The lights twinkling away on our balcony are a reminder, as if I really needed one, that we have entered the final phase of this month of fasting. And in relation to the days left I realise just how right the length of the fast is. Long enough to be a genuine test - we've only nine days left but 'only' nine days is plenty of time - yet not so long as to be impossible to wrap one's head around.
In relation to the time spent fasting I can't help but think of an interview with a young lady who was involved in the Youth Olympic Games held here earlier in the month. She had nobly and generously fasted for a day in a show of solidarity with the fasting Muslim competitors and spoke rather touchingly of her experience on camera. What she emphasised was that, whilst she was now returning to business as usual, the actual fast was going to continue a lot longer. She translated this into the amount of a Muslim's life that was spent fasting in a manner that almost awe-struck.

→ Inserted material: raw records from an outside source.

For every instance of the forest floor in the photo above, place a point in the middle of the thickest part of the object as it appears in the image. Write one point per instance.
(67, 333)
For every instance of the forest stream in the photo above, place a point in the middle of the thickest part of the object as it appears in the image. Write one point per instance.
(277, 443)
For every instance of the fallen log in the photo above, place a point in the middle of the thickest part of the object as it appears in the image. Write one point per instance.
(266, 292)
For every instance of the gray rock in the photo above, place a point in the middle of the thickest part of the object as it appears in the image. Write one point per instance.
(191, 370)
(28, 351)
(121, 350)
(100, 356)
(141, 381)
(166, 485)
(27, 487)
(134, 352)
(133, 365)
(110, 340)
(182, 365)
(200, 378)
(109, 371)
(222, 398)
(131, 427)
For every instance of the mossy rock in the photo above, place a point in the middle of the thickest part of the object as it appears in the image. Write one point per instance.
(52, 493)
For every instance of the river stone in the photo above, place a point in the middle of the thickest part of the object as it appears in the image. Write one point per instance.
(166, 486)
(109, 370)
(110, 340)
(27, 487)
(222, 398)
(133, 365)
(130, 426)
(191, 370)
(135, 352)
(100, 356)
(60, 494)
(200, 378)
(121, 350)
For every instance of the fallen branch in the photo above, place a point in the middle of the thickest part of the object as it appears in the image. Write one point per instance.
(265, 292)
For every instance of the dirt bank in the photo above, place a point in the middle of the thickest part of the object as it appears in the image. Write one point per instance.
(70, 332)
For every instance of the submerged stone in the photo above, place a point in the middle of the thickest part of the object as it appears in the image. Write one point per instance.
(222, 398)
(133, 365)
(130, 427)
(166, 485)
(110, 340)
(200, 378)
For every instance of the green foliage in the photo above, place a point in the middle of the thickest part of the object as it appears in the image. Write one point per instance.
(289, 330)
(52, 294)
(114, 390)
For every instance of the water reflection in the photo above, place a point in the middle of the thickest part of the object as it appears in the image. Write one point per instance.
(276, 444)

She seemed to me both right and wrong. What she, understandably, failed to realise was that in fasting for a day for the first time she had done, in physical terms, the hardest part. It's difficult to comprehend the degree of adjustment that sets in after that experience. The body seems to learn things about itself of itself. (An interesting point for TOKers to toy with.) The fast becomes almost (though never completely) routine after a time, in simple physical terms. In that sense her admiration was somewhat misplaced. Yet it is the sheer doggedness of those fasting day after day that does impress, if one allows it to, even regarding oneself. (Balancing this is the inevitable sense of failure regarding those aspects of the fast that are not strictly physical. Never mind: the striving is all.)
Perhaps I should add here that I'm talking only of the obligatory fast. There are lots of opportunities to fast on other occasions. And those who take them fill me with a sense of grateful awe.